If we keep following the cruel examples we’ve seen here — from opportunistic governors to fervent convention-goers — I worry that the optimistic vision Emma Lazarus gives us in “The New Colossus” will slip away, and quickly. Earlier in this post, I cited the important and affecting song “The Wolves” by Watchhouse. Though it portrays the Statue of Liberty in the same fashion as Lazarus does, it transitions quickly into a lament; one in which fearful Americans, like cornered wolves, circle the wagons and seal the doors against all outsiders.
There she stands, so tall and mighty
Her gaze facing the east
At her back, our doors are closing
As we grin and bare our teeth…
On the wind the wolves are howling
Open arms are closed in fear
Helping hands are clenched in anger
Broken hearts beyond repair
I think we should take to heart the fact that presidents, governors, and border control practices will come and go; but that, barring a Day After Tomorrow-esque disaster, Lady Liberty will continue to stand tall, shining like a beacon that not just hopeful migrants arriving at our shores can follow in; but that we can also turn our eyes to as a reminder to welcome them whenever we possibly can. “The irony,” says Lazarus biographer Esther Schor, “is that the statue goes on speaking, even when the tide turns against immigration — even against immigrants themselves, as they adjust to their American lives.”
The Statue of Liberty, beloved and universally recognized, will be fought over and seized upon for decades to come, as she has in the decades since she was first erected just a few hundred yards from Ellis Island.
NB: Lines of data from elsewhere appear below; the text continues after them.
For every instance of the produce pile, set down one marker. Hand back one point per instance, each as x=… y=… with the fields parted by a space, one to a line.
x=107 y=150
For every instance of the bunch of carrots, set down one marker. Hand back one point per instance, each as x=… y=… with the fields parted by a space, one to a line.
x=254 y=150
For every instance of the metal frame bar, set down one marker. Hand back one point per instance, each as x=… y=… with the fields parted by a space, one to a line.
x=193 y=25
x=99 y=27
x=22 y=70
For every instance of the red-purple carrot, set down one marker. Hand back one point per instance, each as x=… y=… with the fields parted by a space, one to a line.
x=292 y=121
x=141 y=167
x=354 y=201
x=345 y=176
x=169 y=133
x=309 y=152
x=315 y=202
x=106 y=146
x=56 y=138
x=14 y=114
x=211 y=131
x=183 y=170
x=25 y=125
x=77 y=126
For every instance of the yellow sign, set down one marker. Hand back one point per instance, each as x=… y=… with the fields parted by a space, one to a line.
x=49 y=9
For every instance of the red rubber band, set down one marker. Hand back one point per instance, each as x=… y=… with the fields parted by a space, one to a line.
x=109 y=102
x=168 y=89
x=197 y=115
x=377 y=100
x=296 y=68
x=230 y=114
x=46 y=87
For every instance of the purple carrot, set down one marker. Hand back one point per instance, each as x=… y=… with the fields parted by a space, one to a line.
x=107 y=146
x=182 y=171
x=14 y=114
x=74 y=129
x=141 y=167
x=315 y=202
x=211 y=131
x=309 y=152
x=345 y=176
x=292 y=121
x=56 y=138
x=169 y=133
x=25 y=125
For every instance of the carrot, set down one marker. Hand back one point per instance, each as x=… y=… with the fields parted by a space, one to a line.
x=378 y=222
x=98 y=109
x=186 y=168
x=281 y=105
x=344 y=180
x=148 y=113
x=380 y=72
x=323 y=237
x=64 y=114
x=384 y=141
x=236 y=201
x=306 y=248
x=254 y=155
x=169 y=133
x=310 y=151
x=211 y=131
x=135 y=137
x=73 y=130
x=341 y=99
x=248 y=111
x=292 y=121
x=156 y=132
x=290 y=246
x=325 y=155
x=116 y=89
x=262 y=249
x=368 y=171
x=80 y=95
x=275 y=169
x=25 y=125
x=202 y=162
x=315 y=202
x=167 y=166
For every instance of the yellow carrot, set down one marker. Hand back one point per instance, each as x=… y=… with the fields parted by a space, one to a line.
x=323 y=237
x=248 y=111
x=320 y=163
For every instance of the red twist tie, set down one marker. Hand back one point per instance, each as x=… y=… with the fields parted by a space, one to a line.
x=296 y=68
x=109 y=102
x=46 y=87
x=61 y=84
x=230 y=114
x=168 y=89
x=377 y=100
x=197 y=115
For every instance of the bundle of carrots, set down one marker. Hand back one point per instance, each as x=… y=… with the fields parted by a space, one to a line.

But the good news is that if we don’t want to, we don’t have to buy in to the view of Lady Liberty as a hubristic brag that freedom belongs only to “real Americans,” whatever that means. We get to decide, as a people, what an “American life” is and what it is owed. I hope we make the right choice.
The problem for the Democrats is that they were so reflexively against any immigration restriction proposed by Trump that they became a de facto party of open borders. Not one Democrat running in 2020 suggested, e.g., arresting or levying harsh penalties against employers who don't use e-Verify. As an open borders guy myself, I have no problem with this. I think any restriction on international movement--be it of people, goods, or services--is anachronistic and just serves to make the world poorer. But the Democrats can't have it both ways--they can't claim to oppose open borders while opposing any attempt to curb immigration and actually enforce those curbs. Either there has to be some positive platform plank with actual restrictions and the teeth to enforce them, or Democrats have to own an open borders stance.
Also, this might be pedantry, but I don't think so: we have to stop calling the United States a "nation," since it is not and never has been a nation as the term is defined in IR 101. The people calling for sealing the borders are the ones who most vocally refer to the "American nation." The calls for some type of homogeneous ethnostate through that language are unmistakable. I think we have to fight back both against that as an aspiration and, more importantly, as an inaccuracy.